Douglas laid his hand upon his shoulder.

"Look here," he said. "I've an idea. I'm taking Miss Strong and a friend to the 'Gaiety.' We want a fourth, and I was just looking round for a man. Come with us."

Drexley laughed grimly.

"You're talking nonsense," he said. "Very good of you, of course," he added, "but you must please excuse me. That sort of thing's not in my way at all."

Douglas was persistent.

"There's no reason why it shouldn't be in your way," he said. "You know Miss Strong, and I'll look after the other girl. I've a fancy to have you come."

Drexley took up a paper.

"Go and pick up one of the young men," he said. "There are plenty of them who will be glad to spend the evening with Miss Strong. As for me, it's out of the question. I should only be a wet blanket."

"You or no one, Drexley," Douglas said, taking out his watch. "Look here. You've twenty minutes to change your clothes. The girls are calling here at eight o'clock. Hurry, please."

"I shall do nothing of the sort," Drexley snorted. "There's Molyneux. Ask him.
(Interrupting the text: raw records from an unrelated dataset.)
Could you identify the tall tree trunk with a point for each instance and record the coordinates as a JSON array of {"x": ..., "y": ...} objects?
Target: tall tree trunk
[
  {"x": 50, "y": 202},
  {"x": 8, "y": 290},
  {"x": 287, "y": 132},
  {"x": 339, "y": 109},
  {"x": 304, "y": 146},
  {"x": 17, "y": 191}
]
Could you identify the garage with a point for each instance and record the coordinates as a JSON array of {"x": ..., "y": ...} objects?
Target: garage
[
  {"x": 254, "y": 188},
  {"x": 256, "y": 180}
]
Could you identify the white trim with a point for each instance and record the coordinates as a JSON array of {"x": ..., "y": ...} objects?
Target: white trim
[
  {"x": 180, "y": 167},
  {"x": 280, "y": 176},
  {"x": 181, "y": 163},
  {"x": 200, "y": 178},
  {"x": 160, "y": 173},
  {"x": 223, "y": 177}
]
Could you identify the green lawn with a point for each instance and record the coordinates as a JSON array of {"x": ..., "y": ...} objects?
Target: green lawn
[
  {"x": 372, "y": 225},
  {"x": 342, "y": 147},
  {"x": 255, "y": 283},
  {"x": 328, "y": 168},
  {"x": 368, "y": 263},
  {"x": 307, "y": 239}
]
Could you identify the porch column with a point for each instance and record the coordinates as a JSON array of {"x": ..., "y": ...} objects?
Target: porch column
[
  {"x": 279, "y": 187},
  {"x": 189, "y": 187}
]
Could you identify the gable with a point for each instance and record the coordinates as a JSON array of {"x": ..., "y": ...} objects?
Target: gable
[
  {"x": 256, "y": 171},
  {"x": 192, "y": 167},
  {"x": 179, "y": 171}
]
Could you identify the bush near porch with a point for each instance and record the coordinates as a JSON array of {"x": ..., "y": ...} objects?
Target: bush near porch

I've an engagement later on."

Douglas took out his watch again.

"You've only eighteen minutes now," he said. "I know you'll keep them waiting."

* * * * *

For the first half an hour it was doubtful whether the evening was going to be a success. Drexley was gloomy, and had not altogether lost the air of having been forced to do something which bored him. He was polite, but monosyllabic and gloomy, and his interest in the play was obviously feigned. Douglas wisely left him to Cicely, and devoted himself to her little friend, and he soon had the pleasure of seeing Drexley thaw. Cicely only laughed at his momentary lapses, and she was far too charming a companion to be ignored. Before the first act was ended she had conquered. Drexley was watching her with a quiet smile upon his lips, amused at her eagerness, answering her many questions readily. In the corridor after the play was over he touched Douglas on the shoulder.

"You are all coming to the 'Milan' to supper with me," he said. "Miss Strong and I arranged it, after the second act, and I sent a commissionaire down for a table."

Cicely laughed up at him.

"Isn't it delightful?" she exclaimed. "Milly and I are so hungry, and we're dying to see the 'Milan.' Will you bring Milly in another hansom?"

Douglas nodded and lit a cigarette. He wondered whether, after all, this experiment was going to be such a brilliant success.